Tyler Hoover, the man behind the hit YouTube channel Hoovies Garage, is used to rolling in style. He finds the cheapest example of a particular car on the market, then buys it and adds it to his “Hooptie Fleet.” By doing that, he’s been able to drive around (and forced to learn how to fix) such cars as the Rolls-Royce Phantom, Maserati Quattroporte, and first-generation Dodge Viper. He could’ve taken one of hundreds of once-high-dollar cars to Monterey Car Week in California. He chose to take his new-to-him 1992 GMC Typhoon.
High-performance SUVs are fairly commonplace these days. Mercedes-Benz’s powermongers AMG all of the things. BMW now makes X3M and X4M models as well as the more potent Competition versions of them. But when the Typhoon came out, it was pretty much all alone. There was no Ford Explorer ST or Jeep Grand Cherokee Trackhawk to give it a run for its money.

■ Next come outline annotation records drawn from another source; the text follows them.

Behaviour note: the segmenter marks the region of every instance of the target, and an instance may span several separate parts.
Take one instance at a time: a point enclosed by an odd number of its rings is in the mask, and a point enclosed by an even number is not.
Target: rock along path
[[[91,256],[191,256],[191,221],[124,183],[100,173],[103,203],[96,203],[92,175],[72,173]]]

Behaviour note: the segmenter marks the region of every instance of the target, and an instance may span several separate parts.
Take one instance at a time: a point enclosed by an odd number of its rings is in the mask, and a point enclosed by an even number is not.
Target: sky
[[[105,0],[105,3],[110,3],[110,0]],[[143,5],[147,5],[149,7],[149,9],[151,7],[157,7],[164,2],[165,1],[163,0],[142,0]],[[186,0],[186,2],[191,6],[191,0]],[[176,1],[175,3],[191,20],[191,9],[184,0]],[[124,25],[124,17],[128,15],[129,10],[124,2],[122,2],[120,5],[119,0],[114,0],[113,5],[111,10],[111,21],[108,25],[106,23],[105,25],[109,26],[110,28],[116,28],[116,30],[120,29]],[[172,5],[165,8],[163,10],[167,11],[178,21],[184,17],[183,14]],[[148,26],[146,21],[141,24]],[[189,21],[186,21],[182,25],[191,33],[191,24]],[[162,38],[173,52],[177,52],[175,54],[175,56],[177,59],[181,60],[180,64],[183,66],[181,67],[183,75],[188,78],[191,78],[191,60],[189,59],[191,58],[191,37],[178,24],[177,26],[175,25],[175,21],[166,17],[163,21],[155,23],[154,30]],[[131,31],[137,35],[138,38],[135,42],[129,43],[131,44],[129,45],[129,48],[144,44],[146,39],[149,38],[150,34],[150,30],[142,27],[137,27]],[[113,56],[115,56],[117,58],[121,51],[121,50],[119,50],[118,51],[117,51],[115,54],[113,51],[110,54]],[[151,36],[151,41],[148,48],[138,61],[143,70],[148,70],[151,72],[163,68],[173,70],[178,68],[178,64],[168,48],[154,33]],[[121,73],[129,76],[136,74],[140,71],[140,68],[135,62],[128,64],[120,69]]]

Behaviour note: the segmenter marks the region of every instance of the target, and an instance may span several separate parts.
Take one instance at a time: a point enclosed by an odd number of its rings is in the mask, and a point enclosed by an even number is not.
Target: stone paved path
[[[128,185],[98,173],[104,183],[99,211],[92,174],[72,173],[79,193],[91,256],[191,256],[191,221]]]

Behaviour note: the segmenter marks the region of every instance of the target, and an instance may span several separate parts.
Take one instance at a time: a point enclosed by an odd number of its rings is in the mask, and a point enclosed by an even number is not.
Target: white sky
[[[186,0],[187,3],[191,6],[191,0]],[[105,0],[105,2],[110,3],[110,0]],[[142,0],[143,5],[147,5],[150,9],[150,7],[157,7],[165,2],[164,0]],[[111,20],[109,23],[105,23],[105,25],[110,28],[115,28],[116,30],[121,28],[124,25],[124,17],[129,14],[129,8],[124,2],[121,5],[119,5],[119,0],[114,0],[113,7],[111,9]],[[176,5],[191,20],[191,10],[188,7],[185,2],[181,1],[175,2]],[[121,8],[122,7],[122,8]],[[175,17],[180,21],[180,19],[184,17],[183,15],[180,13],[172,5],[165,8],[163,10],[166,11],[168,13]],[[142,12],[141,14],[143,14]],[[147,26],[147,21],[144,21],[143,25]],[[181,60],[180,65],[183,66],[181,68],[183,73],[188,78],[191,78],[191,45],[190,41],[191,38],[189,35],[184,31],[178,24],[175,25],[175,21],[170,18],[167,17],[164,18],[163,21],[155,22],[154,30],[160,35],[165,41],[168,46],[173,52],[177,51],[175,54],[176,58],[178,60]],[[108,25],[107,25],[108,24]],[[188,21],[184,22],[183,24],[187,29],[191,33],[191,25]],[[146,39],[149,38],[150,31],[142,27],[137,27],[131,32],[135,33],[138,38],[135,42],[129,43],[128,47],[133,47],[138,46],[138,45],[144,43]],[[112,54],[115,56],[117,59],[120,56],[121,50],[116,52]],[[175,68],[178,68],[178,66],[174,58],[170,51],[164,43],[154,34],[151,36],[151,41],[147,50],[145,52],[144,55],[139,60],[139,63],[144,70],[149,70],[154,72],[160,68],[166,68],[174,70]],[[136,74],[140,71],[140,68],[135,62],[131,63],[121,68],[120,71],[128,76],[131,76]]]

With a 0-60 mph time of roughly five seconds, the Typhoon wasn’t just quick for a boxy utility vehicle, though. As Hoover explains, “This little SUV was faster than a Ferrari 348, a BMW M3 or M5, and its own brother, the Chevrolet Corvette.” Unlike the Italian and American cars in that list, the Typhoon didn’t have a V8. Instead, it had a 4.3-liter V6 connected to a turbocharger, an intercooler…and a rear-biased all-wheel drive system. Official output was 280 horsepower and 360 lb-ft of torque. Unofficial output? Probably much higher.
Hoover got his Typhoon for $9,500. As he puts it, that price “certainly makes it the cheapest teal Typhoon in the U.S.A.” It sounds as if he got his money’s worth and then some. Hoover’s confident he has the only teal Typhoon at Monterey Car Week, an event that makes Porsche 911 GT3 RSs and Ferrari 458s look common and boring. He also has one of Clint Eastwood’s favorite vehicles (who knew?!)
Of course, the best thing about Hoover’s new purchase seems to be its manic acceleration. He waits by the side of a busy road for a large enough space in the traffic to open up. Once it does, he flattens the Typhoon’s throttle so he can shoot into the gap. The more the Tyhpoon’s back end squats, the wider his eyes open. “It is INSANE how quick this thing launches.”
Too bad the AC doesn’t work and Hoover decides to ship the Typhoon back home. He probably could’ve made the trip from Monterey to his place in Wichita, Kansas in record time, drawing double takes the entire way.